Patients aged 15–64 years and infected with type A virus were slightly less frequently presenting with pharyngitis and otitis/earache than those infected with influenza B. Influenza A(H3N2) patients aged 15–64 years had a lower frequency of cough than influenza B patients of the same age (Table 3). Patients with A(H1N1)pdm09 virus infection aged 15–64 years were overall less symptomatic than patients with influenza B of the same age group, as they presented less frequently with cephalalgia, bronchitis/bronchiolitis, rhinitis, pharyngitis, otitis/earache and conjunctivitis.
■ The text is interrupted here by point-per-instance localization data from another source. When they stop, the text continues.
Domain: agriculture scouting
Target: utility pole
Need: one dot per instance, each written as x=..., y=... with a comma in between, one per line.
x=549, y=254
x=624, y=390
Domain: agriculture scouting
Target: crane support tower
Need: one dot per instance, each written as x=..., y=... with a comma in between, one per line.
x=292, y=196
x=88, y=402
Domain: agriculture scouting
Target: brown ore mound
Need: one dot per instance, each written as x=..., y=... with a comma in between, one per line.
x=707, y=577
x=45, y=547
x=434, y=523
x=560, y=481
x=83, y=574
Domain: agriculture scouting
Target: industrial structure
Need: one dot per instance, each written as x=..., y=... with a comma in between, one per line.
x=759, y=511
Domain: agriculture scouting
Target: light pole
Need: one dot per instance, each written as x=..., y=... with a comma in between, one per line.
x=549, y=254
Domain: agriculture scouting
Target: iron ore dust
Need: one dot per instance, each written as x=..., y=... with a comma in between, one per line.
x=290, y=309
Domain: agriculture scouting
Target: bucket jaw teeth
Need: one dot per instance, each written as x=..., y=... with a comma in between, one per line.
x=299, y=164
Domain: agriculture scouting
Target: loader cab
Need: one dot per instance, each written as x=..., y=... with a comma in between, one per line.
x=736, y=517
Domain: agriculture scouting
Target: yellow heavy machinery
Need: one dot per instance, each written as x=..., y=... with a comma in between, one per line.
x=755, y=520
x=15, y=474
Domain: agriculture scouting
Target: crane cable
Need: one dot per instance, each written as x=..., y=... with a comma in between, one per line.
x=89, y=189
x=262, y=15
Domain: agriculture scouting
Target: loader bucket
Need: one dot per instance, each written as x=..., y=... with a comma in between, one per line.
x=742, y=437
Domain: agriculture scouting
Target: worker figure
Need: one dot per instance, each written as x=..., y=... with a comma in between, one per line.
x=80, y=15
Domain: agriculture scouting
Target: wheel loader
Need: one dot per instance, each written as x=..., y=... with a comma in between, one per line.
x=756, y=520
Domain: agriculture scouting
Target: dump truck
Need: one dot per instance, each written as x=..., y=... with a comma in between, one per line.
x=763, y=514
Table 3. Clinical presentation of influenza patients according to age group and influenza virus type and subtype in the age groups 15–64 years and 65 years or older.
15–64 years | 65+ years | |||||||
---|---|---|---|---|---|---|---|---|
B (a) | A (a) | A(H3N2) | A(H1N1)pdm09 | B (a) | A (a) | A(H3N2) | A(H1N1)pdm09 | |
n = 1213 | n = 4787 | n = 2149 | n = 1594 | n = 73 | n = 195 | n = 129 | n = 27 | |
Gender ratio (M/F) | 0.9 | 1 | 0.9 | 1 | 0.7 | 0.8 | 0.8 | 1.1 |
% of patients with 7 symptoms or more | 68.4% | 68.9% | 71.5% | 64.9% * | 56.2% | 53.9% | 55.0% | 55.6% |
Symptoms (%) (b) | ||||||||
Fever | 96.6% | 96.3% | 96.5% | 96.2% | 97.3% | 95.8% | 95.3% | 92.6% |
Asthenia | 90.0% | 88.4% | 88.0% | 88.9% | 83.6% | 80.4% | 78.3% | 85.2% |
Myalgia | 89.3% | 89.1% | 90.0% | 87.0% | 84.9% | 77.3% | 75.2% | 85.2% |
Shivering | 82.4% | 83.7% | 84.7% | 80.8% | 77.5% | 69.4% | 69.5% | 70.4% |
Cephalalgia | 81.5% | 81.8% | 83.1% | 78.1% * | 73.6% | 65.5% | 66.7% | 55.6% |
Cough | 90.0% | 88.4% | 87.2% * | 93.1% ** | 94.4% | 89.2% | 91.5% | 88.9% |
Expectoration | 23.3% | 24.7% | 24.9% | 23.1% | 30.9% | 31.7% | 30.6% | 42.3% |
Bronchitis/bronchiolitis | 8.9% | 9.4% | 10.5% | 6.8% * | 15.9% | 16.7% | 17.8% | 15.4% |
Rhinitis | 76.4% | 74.4% | 77.7% | 67.6% ** | 69.4% | 76.3% | 73.6% | 74.1% |
Pharyngitis | 67.0% | 61.0% ** | 62.6% * | 55.1% ** | 46.5% | 51.8% | 48.8% | 40.7% |
Otitis/earache | 9.3% | 6.7% ** | 6.4% ** | 6.6% ** | 0.0% | 3.1% | 2.3% | 3.7% |
Gastrointestinal symptoms | 15.8% | 16.4% | 17.1% | 15.2% | 17.1% | 11.3% | 10.1% | 0.0% * |
Conjunctivitis | 11.5% | 10.6% | 11.8% | 7.0% ** | 4.5% | 6.9% | 8.3% | 3.7% |
Adenopathy | 9.0% | 10.3% | 11.5% | 8.0% | 6.9% | 4.0% | 2.1% | 7.4% |
(a) These include all influenza cases, including those that were not subtyped/characterized.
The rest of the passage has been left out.